Posted on 12 Mar 2009
The National Association of Mutual Insurance Companies (NAMIC) welcomed remarks made by Federal Reserve Chairman Ben S. Bernanke on systemic risk. Speaking before the Council on Foreign Relations this week, Bernanke called for the creation of an authority to monitor and oversee broad, systemic risks to prevent future financial collapses.
Bernanke indicated that financial stability “could be...enhanced by a more explicitly macroprudential approach to financial regulation and supervision in the United States.” A macro-prudential regulatory approach, Bernanke explained, would focus on “signs of [asset] bubbles, growing risks like the subprime mortgage market, or risks shared by interconnected markets.”
Bernanke suggested that Congress could empower a government agency such as the Fed to monitor the breadth of markets and financial institutions in order to “inhibit the buildup of risks within the financial system and improve the resilience of the financial system to adverse shocks.”
“This view of systemic risk mirrors the testimony NAMIC submitted to the House Subcommittee on Capital Markets, Insurance and Government Sponsored Enterprises during a hearing on systemic risk held Thursday, March 5,” said Charles Chamness, NAMIC’s president & CEO.

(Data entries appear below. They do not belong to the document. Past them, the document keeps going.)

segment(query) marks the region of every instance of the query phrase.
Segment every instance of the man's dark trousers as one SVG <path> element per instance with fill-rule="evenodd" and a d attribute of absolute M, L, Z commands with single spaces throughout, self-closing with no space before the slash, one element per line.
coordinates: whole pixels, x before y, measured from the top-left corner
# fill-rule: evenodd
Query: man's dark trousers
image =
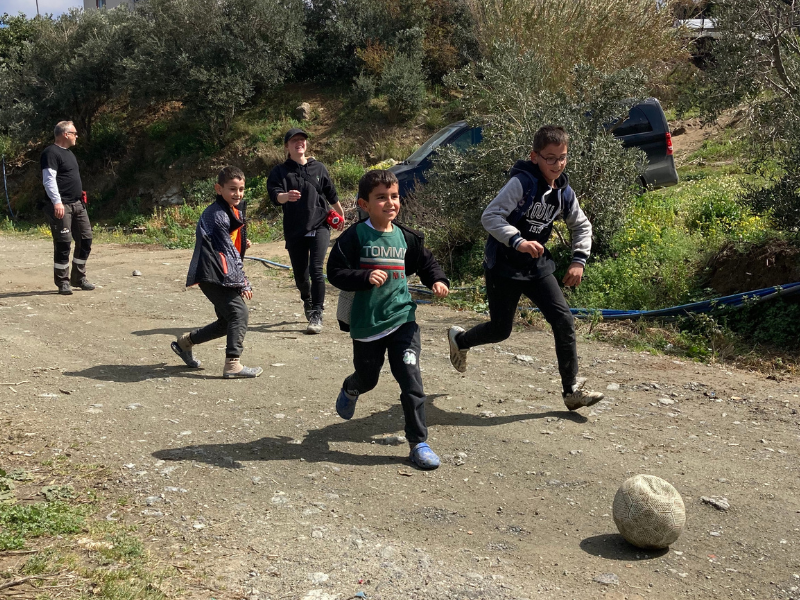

In that testimony, NAMIC stated that any potential systemic risk regulator should concentrate on market-oriented events rather than particular institutions designated by regulators as “systemically significant.”
“NAMIC appreciates the Fed chairman’s comments and agrees with the need for a broad overview of those potential risks that are market-oriented,” Chamness said. “Rather than focusing on the specific business or legal characterizations of any institutions as the basis for assessing systemic risk, NAMIC encourages Congress to adopt legislation to oversee and regulate systemic risk that focuses on the impact of products or transactions used by financial services firms.”